Two lenders, DriveTime Car Sales and Mechancis Bank, launched a combined $854 million of auto loan-backed securities Friday.
Mechanic’s $419.8 million prime auto ABS is the 14th deal from the California Republic Bancorp shelf and the first since the Irvine, Calif. bank was acquired Mechanics in October 2016.
Prior to the $330 million merger, California Republic had discussed expandingits indirect lending platform nationwide. The deal gives it the capital and the liquidity to do so. The combined entity has a managed portfolio of loans topping $3.08 billion.
While CRB’s retail branches have been rebranded as Mechanics, its indirect auto lending arm is still tagged as CRB Auto. Mechanics succeed’s CRB as servicer and administrator of the outstanding loans. As of Dec. 31, the combined auto division had ties to about 2,300 dealers, 70% of them franchised and 30% independent.
California Republic Auto Receivables Trust 2017-1 will issue sixe tranches of notes, including $304 million in three tranches of provisionally rated triple-A senior notes and a $69.3 million, one-year money market tranche (Class A-1) that has an ‘R-1 (high)’ provisional rating from DBRS. All four tranches have 11.6% credit enhancement.
There are also two subordinate tranches: the Class B notes are rated ‘A’ and the Class C bonds are rated ‘BBB’.

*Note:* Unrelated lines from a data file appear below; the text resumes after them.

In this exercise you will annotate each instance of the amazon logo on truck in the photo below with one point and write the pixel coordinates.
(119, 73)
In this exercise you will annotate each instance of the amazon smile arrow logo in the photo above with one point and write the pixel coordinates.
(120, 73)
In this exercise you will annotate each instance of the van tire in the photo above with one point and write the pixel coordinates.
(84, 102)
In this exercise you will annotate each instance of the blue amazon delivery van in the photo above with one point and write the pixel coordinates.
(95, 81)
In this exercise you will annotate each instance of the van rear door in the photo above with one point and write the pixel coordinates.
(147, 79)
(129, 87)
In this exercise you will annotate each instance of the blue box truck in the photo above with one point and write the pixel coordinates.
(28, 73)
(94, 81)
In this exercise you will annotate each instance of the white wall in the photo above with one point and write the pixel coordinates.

The notes are backed by 20,747 loans averaging $20,707 to borrowers with prime and near-prime credit profiles: 56.04% of the obligations are from obligors with FICO scores of 680 or better, and 26.9% have scores between 640 and 679. The average FICO score was 700, an improvement from the previous average of 692 in California Republic’s previous securitization in May 2016 (CRART 2016-2).

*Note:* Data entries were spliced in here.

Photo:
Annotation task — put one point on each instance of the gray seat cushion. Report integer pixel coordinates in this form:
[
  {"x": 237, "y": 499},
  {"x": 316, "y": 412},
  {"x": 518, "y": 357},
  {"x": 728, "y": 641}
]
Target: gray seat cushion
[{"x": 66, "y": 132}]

Most (75.36%) are secured by used vehicles.
The higher credit scores resulted in a lower overall APR (7.23%) compared to 2016-2, but it above the 6.82% average APR for California Republic’s first 2016 deal. The latest transaction also featured a lower weighted average payment-to-income ratio (7.15%) than the May transaction (7.58%).
The weighted average loan-to-value ratio of the loans at origination was 112.84%, with the LTVs of 71.83% of receivables ranging from 100-139%. The largest concentration of loans was in California (42.91%).
The average term was 68 months, which is slightly lower than the 69-month average of the four previous CRART transactions.
DBRS expects cumulative net losses on the portfolio to be 2.95%; that’s 0.2 percentage points higher than the previous transaction, reflecting tougher conditions in Texas, which is CRB’s second-largest market.
DriveTime Boosts Credit Enhancement
DriveTime is also in the market with its first deep subprime transaction of the year, the $435.54 million DT Auto Owner Trust 2017-1.
Standard & Poor’s has assigned preliminary ‘AAA’ ratings to the $187.82 million tranche of three-year senior Class A notes. There are also four classes of subordinate notes include a $55.8 million Class B series (rated AA); $76.22 million in Class C notes (A); $68.05 million in Class D (BBB); and $47.65 million for Class E (BB).
The ratings align with recent DriveTime ABS transactions, although the sponsor had to increase its initial hard credit enhancement to 67% from 65.75%in its prior deal, DTAOT 2016-4.
The credit metrics have deteriorated slightly. DriveTime has increased the percentage of loans issued to borrowers in its top three credit grades to 67.8%, compared to DTAOT 2016-4’s 66.3% average; however, the weighted average FICO of the deal declined to 541 from 545.
The average LTV ratio (including ancillary products) is 170.9%, up slightly from 170.6%.
Also, the percentage of long-term loans (67-72 months) grew to 50.32%, from 47.88%. Longer-term loans amortize more slowly, increasing the risk that borrowers will be “underwater” on their loans should they default.
S&P expects losses to be in the range of 29.5%-30.5%.
The transaction is DriveTime’s 19thsecuritization rated by S&P since 2010.